The scammers then rename the accounts to make them look like they belong to one of Indonesia’s leading financial institutions by using the organization’s trademark and its official logo as a profile picture. They also create multiple phishing domains, registering spoofed URLs that imitate legitimate ones to make them look more credible. Such websites are usually created and managed in bulk.

After changing the visual appearance of the profile, the scammers post phishing content impersonating the well-known Indonesian bank. They use all available methods to promote their fake resources, including Instagram advertising tools, the feed, and the stories. They also target segmented audiences based on location, interests, and likes. Phishing links are shared on the account’s stories or feed, along with an invitation URL in the bio.

The final stage prompts users to enter their mobile banking app credentials. Many phishing websites reveal themselves only if the victim accesses the resource from a mobile device, which makes detection and takedown more challenging. Additionally, it can be harder for ordinary users to spot inconsistencies on a small mobile screen.

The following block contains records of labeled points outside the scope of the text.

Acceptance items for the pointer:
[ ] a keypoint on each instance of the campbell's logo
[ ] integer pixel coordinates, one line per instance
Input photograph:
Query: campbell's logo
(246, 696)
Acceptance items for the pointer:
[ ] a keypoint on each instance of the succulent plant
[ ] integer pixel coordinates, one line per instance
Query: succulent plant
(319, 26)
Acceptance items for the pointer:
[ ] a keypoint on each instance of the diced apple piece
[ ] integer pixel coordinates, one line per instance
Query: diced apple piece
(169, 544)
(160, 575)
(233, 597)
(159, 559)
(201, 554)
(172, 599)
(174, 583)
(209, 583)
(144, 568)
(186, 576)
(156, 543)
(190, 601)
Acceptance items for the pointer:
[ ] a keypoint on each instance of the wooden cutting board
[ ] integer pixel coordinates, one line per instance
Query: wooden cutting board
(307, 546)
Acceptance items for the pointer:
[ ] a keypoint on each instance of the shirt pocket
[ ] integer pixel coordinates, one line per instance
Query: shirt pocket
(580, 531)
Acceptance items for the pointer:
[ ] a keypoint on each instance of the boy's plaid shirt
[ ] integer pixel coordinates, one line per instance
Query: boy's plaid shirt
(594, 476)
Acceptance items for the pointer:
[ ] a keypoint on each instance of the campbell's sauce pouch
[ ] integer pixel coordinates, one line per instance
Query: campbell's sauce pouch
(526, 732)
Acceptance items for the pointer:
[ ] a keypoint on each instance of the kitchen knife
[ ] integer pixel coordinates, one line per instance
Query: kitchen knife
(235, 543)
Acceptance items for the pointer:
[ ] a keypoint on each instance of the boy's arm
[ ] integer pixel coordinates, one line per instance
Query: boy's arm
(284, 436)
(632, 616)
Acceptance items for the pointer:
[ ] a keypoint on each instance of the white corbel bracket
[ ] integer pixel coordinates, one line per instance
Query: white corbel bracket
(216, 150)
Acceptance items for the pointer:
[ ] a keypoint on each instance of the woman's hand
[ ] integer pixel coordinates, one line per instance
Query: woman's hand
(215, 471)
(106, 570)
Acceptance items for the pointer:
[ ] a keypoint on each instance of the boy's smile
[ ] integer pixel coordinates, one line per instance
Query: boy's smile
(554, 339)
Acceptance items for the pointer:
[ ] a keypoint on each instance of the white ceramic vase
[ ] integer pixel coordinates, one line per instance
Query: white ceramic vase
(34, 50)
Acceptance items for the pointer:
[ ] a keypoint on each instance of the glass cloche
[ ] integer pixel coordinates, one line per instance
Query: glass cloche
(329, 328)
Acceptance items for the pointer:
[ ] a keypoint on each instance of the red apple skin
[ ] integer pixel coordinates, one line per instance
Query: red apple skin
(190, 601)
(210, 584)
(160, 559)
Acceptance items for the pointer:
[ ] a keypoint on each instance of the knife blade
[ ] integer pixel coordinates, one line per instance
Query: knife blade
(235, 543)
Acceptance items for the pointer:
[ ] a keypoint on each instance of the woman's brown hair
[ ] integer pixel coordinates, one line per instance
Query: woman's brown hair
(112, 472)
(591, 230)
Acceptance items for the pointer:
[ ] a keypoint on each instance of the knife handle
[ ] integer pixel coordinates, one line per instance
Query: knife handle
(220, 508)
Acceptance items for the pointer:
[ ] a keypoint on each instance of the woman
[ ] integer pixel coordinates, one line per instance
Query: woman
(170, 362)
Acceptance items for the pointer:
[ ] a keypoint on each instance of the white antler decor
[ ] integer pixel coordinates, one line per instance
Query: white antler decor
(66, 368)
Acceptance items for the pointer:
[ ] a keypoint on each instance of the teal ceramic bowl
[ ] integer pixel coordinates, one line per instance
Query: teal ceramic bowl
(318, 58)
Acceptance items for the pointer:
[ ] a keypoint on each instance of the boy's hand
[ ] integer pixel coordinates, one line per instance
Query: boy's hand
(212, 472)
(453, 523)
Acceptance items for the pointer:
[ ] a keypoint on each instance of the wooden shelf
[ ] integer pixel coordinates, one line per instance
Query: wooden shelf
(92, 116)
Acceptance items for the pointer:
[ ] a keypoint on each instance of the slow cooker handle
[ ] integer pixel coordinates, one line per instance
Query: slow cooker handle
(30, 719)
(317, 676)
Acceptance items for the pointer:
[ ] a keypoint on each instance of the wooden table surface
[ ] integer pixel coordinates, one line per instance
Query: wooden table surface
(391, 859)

Aditya Arnanda, Digital Risk Protection Analyst in Indonesia for Group-IB, said that scammers prefer Instagram because it is easier to inspire trust in social media, and visual content tends to resonate with people more. According to Group-IB’s findings presented at the Digital Risk Summit 2022, social media became the number one channel for the distribution of scams in the Asia Pacific in 2021, with more than 75% of all scams analyzed by Group-IB observed in social media.

The scam campaign not only targets brand owners but also continuously hurts ordinary people. When accounts are suspended by Instagram based on trademark infringement, the owner of said accounts loses their digital assets. As such, users are advised to stay vigilant, use multi-factor authentication for their accounts, and treat with suspicion any pages that ask for their banking credentials or payment details.

Arnanda recommends that companies arm themselves with solutions capable of tackling the entire fraudulent cycle and the infrastructure behind it. He emphasized that detection at early stages is key to minimizing the digital risks to affected brands and safeguarding potential victims.